Sudden death associated with primary leptomeningeal melanocytosis without features of neurocutaneous melanosis syndrome

Abstract

Background

Leptomeningeal melanocytosis is a rare, benign melanocytic proliferation of the central nervous system, typically associated with neurocutaneous melanosis. Isolated forms without cutaneous involvement are extremely uncommon, especially in adults, and pose significant diagnostic and medicolegal challenges.

Case report

We report the sudden death of a 29-year-old man with no known medical history, found unresponsive in a prone position. External examination revealed no traumatic injuries, and toxicology was negative. Gross and microscopic examination of the brain demonstrated diffuse leptomeningeal melanocytic infiltration over the frontotemporoparietal cortex and cerebellum.

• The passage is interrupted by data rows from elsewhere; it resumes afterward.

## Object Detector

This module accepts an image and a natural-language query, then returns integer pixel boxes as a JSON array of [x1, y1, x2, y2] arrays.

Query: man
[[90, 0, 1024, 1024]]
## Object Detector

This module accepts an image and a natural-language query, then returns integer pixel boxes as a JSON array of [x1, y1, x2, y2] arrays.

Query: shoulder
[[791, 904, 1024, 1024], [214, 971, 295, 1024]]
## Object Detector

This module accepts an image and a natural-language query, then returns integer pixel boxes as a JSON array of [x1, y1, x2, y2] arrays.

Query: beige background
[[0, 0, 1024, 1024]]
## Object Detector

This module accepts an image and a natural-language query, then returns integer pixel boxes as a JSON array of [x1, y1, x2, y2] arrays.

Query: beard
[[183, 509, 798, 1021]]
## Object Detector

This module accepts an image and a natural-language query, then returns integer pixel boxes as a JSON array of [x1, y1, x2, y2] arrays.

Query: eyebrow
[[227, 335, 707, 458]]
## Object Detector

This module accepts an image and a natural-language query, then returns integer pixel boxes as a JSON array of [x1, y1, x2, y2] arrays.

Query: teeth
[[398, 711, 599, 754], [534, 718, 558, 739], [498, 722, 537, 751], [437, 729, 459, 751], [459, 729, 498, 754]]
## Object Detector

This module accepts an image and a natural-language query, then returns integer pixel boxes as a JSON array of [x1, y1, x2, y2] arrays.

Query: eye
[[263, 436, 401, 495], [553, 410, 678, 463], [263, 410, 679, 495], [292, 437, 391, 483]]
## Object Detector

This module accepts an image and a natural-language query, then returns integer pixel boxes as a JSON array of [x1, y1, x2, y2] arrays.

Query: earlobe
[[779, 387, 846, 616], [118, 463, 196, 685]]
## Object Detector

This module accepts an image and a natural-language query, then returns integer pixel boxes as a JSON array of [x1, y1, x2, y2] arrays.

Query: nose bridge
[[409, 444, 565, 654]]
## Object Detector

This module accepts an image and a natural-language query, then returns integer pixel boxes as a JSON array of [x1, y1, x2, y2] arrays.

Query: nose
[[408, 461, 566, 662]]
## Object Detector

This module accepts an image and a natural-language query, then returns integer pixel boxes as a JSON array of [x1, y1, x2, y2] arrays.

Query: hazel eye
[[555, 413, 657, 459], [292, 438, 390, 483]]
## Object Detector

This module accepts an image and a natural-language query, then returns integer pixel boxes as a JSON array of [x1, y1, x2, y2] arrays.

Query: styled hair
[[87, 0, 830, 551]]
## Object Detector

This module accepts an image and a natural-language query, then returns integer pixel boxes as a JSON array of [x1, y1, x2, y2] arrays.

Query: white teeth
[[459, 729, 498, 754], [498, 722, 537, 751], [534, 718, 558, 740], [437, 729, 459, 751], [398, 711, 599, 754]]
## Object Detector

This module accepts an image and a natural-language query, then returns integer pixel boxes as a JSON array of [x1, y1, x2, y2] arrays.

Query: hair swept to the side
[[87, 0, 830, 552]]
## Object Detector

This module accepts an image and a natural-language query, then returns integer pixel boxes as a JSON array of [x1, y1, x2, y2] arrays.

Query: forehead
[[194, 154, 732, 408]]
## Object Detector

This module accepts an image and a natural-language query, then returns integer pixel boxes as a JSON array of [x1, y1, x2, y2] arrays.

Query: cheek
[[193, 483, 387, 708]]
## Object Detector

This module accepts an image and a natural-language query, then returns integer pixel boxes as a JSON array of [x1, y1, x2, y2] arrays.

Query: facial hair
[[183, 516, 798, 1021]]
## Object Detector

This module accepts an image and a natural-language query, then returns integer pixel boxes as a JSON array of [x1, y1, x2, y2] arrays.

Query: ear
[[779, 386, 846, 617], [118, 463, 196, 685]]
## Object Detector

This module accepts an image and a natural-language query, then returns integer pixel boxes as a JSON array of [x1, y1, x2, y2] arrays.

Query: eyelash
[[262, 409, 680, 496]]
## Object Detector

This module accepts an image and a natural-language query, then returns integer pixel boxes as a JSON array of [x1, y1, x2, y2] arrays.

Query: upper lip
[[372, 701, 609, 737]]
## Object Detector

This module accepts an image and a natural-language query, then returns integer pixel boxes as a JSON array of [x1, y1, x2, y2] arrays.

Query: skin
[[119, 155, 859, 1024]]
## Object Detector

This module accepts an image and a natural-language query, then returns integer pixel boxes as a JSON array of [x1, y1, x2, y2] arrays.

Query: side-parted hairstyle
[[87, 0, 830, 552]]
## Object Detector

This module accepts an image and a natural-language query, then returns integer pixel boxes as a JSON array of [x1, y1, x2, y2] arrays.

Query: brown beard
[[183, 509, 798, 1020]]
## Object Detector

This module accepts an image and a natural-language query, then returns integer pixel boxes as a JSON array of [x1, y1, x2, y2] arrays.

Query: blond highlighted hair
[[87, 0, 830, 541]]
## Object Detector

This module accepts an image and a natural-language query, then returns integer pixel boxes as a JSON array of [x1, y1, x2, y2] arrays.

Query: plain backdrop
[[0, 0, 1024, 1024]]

Histologically, the lesion was composed of bland melanocytes containing fine melanin pigment without mitotic activity or atypia. No primary or metastatic melanoma was identified elsewhere in the body. The findings were consistent with primary diffuse leptomeningeal melanocytosis.

Discussion

Although histologically benign, leptomeningeal melanocytosis may affect critical CNS regions, potentially leading to seizures, autonomic dysregulation, or sudden death. This case emphasizes the importance of thorough neuropathological investigation in unexplained deaths. The location and extent of melanocytic infiltration suggest a possible seizure-related terminal event, highlighting a rare but important differential diagnosis in forensic practice.

Conclusion

This case underscores the forensic significance of isolated primary leptomeningeal melanocytosis as a potential cause of sudden death. Early recognition of this rare entity requires a combination of detailed autopsy, histopathology, and awareness of its variable clinical presentations, especially in the absence of cutaneous signs. These findings are of particular relevance to forensic pathologists investigating sudden, unexplained deaths.